In the summer of 1981 George Rademacher, president of RAD and VIKING, became involved in the development of the spreader arm of the rescue tool through his association with Stein, who produced it for FEDESCO. After a prototype spreader arm was tested in September 1981, negotiations concerning production of the rescue tool began. Weigand wished to produce the rescue tool as cheaply as possible, and, when negotiations broke down in December 1981, Weigand sent Stein a letter withdrawing all prior offers and requesting the return of the drawings and other materials related to the project. Further attempts to resolve the differences between Weigand and Stein were unsuccessful. In June 1982, Weigand learned that VIKING was promoting a spreader and cutter which were the same as those developed for FEDESCO by Stein, and that a pamphlet promoting the VIKING rescue tools was published by RAD.

The trial court found for plaintiffs and, after a hearing on damages, awarded compensatory damages under counts I, II, III, and IV in the amount of $188,000 and, in addition, awarded plaintiffs $883,080 in punitive damages under counts III and IV. Defendants were enjoined from making or selling rescue tools which utilized the parts or features claimed by plaintiffs.

Defendants contend first that the trial court erred in striking their sixth affirmative defense, which was based upon the alleged arbitration proceeding. They argue that none of the plaintiffs’ arguments made in the trial court preclude the sixth affirmative defense, and the court should not have made a determination of factual issues without proper evidence. The plaintiffs respond that the church proceedings did not involve Rademacher and thus could not have been an arbitration of all the matters in this case. The plaintiffs also point to the affidavit of John H. Ponting, which they filed in support of their section 2 — 619 motion to dismiss the affirmative defense, as evidence that the church proceedings did not constitute an arbitration.

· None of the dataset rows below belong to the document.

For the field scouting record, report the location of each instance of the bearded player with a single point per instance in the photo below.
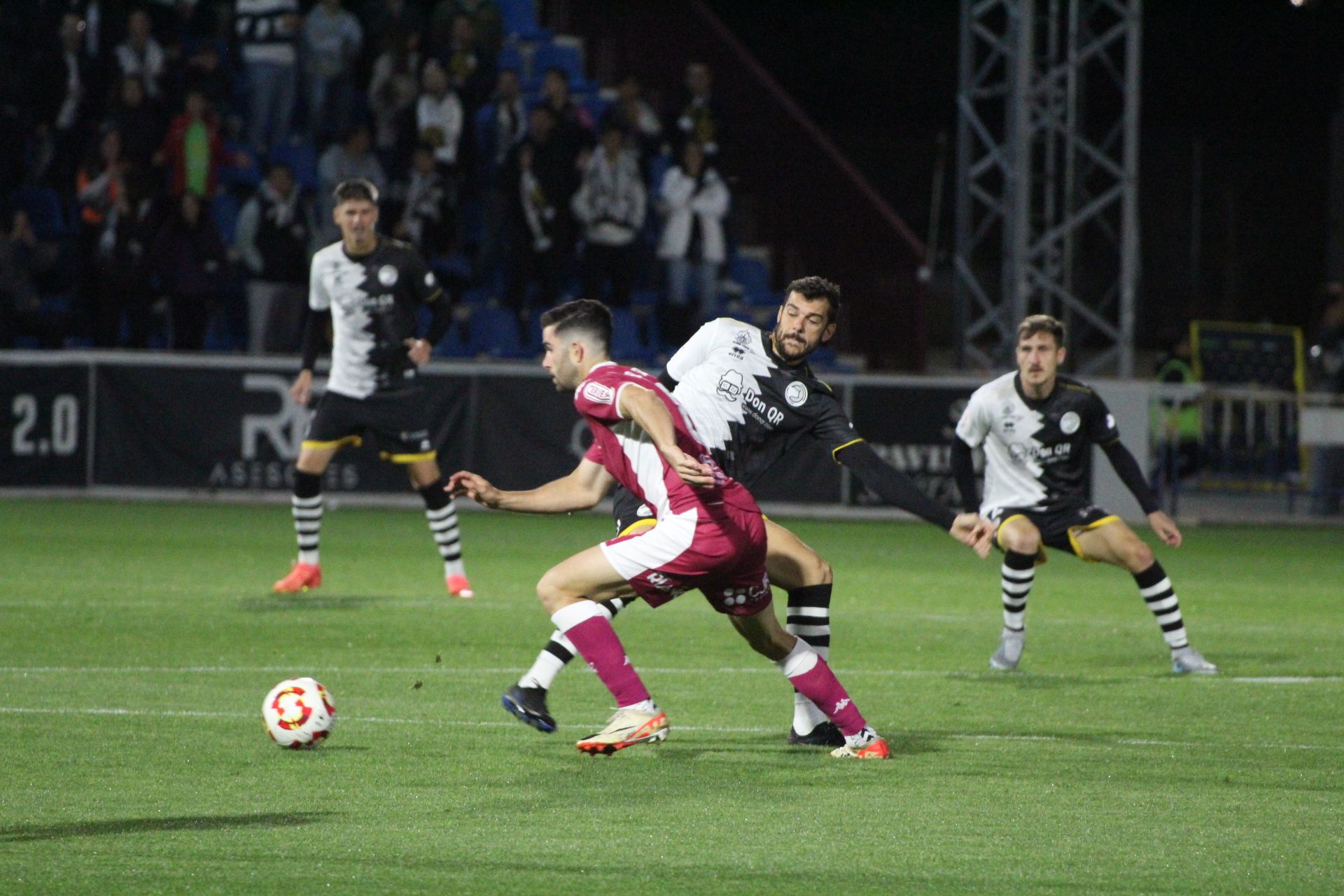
(1037, 428)
(753, 398)
(708, 536)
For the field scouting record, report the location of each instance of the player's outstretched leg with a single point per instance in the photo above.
(441, 514)
(808, 580)
(812, 676)
(307, 504)
(527, 697)
(1021, 542)
(588, 625)
(1160, 597)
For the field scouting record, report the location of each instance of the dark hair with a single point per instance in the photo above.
(816, 288)
(584, 315)
(1042, 324)
(355, 188)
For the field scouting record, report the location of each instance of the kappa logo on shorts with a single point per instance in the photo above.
(664, 584)
(600, 394)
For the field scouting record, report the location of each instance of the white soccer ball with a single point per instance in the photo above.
(299, 713)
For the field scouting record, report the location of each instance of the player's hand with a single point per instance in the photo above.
(302, 388)
(473, 486)
(974, 532)
(1164, 528)
(692, 472)
(417, 349)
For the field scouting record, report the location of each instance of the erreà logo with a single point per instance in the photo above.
(598, 394)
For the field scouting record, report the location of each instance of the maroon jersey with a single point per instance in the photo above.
(629, 456)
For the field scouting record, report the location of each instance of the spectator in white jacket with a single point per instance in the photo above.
(438, 115)
(695, 200)
(610, 206)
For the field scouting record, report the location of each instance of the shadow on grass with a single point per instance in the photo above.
(26, 833)
(308, 602)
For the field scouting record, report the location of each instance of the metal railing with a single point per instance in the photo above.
(1246, 440)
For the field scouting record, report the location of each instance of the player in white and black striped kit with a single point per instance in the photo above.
(1037, 428)
(753, 398)
(370, 290)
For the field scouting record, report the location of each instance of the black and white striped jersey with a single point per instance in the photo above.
(375, 302)
(1035, 451)
(748, 407)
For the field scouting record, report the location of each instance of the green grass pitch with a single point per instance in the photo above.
(137, 641)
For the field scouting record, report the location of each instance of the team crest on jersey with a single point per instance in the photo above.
(730, 384)
(600, 394)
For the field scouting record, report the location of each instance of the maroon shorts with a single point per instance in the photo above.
(723, 556)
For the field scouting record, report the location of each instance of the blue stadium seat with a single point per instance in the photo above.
(519, 20)
(302, 160)
(556, 55)
(223, 211)
(43, 209)
(510, 58)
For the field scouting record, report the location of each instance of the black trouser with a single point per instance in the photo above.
(190, 318)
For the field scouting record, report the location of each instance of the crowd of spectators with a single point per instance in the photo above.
(166, 167)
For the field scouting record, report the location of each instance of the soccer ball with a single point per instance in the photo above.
(299, 713)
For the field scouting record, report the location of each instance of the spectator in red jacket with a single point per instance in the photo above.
(192, 149)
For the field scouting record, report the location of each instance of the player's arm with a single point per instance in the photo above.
(964, 472)
(578, 491)
(315, 335)
(898, 489)
(651, 414)
(428, 290)
(1104, 433)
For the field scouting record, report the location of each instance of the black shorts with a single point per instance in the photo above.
(629, 512)
(396, 419)
(1058, 528)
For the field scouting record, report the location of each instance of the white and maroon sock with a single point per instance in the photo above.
(589, 629)
(812, 676)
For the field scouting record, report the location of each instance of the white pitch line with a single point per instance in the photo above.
(762, 669)
(473, 723)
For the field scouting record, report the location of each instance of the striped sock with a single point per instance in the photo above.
(1160, 597)
(307, 505)
(808, 617)
(441, 514)
(1019, 573)
(559, 650)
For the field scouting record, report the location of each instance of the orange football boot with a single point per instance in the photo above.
(302, 578)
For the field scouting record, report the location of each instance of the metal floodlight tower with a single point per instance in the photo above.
(1047, 176)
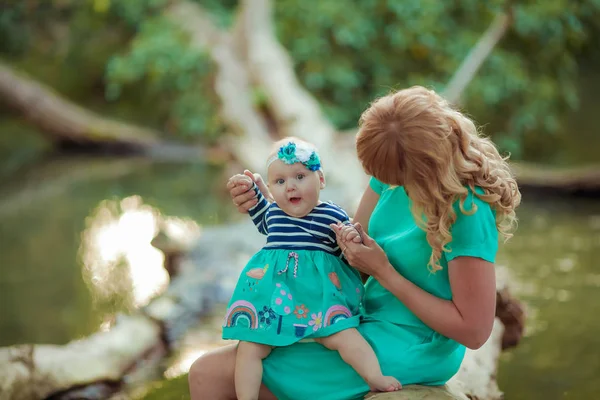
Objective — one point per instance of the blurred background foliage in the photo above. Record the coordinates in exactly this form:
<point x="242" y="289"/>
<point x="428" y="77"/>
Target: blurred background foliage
<point x="127" y="60"/>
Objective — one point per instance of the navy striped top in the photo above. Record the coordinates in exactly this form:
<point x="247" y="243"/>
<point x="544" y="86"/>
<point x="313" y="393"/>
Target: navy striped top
<point x="311" y="232"/>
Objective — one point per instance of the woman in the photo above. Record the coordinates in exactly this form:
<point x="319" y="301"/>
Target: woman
<point x="438" y="197"/>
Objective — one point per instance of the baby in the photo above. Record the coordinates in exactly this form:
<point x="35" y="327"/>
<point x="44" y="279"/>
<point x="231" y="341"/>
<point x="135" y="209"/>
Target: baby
<point x="298" y="286"/>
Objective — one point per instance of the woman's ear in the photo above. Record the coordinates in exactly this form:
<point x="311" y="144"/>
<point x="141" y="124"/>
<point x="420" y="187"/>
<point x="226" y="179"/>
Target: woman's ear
<point x="321" y="179"/>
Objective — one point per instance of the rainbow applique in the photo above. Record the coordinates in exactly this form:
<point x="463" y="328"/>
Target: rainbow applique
<point x="241" y="310"/>
<point x="335" y="314"/>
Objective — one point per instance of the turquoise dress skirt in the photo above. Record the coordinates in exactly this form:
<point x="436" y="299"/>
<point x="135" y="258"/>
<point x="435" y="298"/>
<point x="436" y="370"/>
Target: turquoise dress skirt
<point x="406" y="348"/>
<point x="285" y="296"/>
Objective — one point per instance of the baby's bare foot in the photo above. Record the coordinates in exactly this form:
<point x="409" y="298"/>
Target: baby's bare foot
<point x="384" y="384"/>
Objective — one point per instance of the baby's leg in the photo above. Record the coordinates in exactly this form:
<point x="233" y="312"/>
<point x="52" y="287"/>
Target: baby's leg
<point x="248" y="369"/>
<point x="357" y="352"/>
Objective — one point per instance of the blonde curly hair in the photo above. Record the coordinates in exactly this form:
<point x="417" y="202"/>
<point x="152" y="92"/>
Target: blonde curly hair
<point x="414" y="138"/>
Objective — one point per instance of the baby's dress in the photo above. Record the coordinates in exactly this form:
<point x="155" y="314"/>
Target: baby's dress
<point x="297" y="286"/>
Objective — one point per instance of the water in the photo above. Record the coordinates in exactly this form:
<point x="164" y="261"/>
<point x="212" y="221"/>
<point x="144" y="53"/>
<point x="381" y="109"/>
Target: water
<point x="75" y="241"/>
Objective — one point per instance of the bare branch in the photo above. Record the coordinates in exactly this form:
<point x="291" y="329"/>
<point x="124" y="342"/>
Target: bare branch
<point x="61" y="119"/>
<point x="233" y="86"/>
<point x="478" y="54"/>
<point x="297" y="112"/>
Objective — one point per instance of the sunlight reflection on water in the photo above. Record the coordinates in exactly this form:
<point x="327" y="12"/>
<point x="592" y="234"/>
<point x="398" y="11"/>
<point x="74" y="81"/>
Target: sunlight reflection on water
<point x="116" y="252"/>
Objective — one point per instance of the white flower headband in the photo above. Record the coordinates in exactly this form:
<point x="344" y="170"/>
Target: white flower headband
<point x="292" y="153"/>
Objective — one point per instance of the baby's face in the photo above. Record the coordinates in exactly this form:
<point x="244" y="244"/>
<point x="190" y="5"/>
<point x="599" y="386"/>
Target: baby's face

There are issues raised by defendants’ first contention which the *675parties do not directly address in their briefs. It must first be determined whether arbitration is a proper affirmative defense and, if it is, whether a plaintiff may challenge an affirmative defense by use of section 2 — 619 of the Code of Civil Procedure. Ill. Rev. Stat. 1985, ch. 110, par. 2 — 619.

An affirmative defense has been defined as one in which defendant gives color to his opponent’s claim but asserts new matter which defeats an apparent right in the plaintiff. (Doherty v. Kill (1986), 140 Ill. App. 3d 158, 488 N.E.2d 629; Horst v. Morand Brothers Beverage Co. (1968), 96 Ill. App. 2d 68, 237 N.E.2d 732.) In the present case, the claimed arbitration which was pleaded by defendants as an affirmative defense admitted that an agreement was entered into between FEDESCO and MIRO on March 24, 1981, but asserted that the contractual dispute which arose had been resolved through arbitration. Resolution of a dispute by arbitration is analogous to such well-recognized affirmative defenses as payment, release, satisfaction, or discharge (Ill. Rev. Stat. 1985, ch. 110, par. 2 — 613(d)), and we conclude that arbitration can be pleaded as an appropriate affirmative defense. See Kostakos v. KSN Joint Venture No. 1 (1986), 142 Ill. App. 3d 533, 535, 491 N.E.2d 1322; Kessler, Merci, & Lochner, Inc. v. Pioneer Bank & Trust Co. (1981), 101 Ill. App. 3d 502, 509, 428 N.E.2d 608.

It must then be determined whether plaintiffs may properly utilize section 2 — 619 to strike an affirmative defense pleaded in defendants’ answer to plaintiffs’ complaint.

Section 2 — 619(a)(9) of the Code of Civil Procedure, upon which plaintiffs’ motion to strike was predicated, provides as follows:

“Involuntary dismissal based upon certain defects or defenses.
(a) Defendant may, within the time for pleading, file a motion for dismissal of the action or for other appropriate relief upon any of the following grounds. If the grounds do not appear on the face of the pleading attacked the motion shall be supported by affidavit:
* * *
(9) That the claim asserted against defendant is barred by other affirmative matter avoiding the legal effect of or defeating the claim.” (Emphasis added.) Ill. Rev. Stat. 1983, ch. 110, par. 2 — 619(a)(9).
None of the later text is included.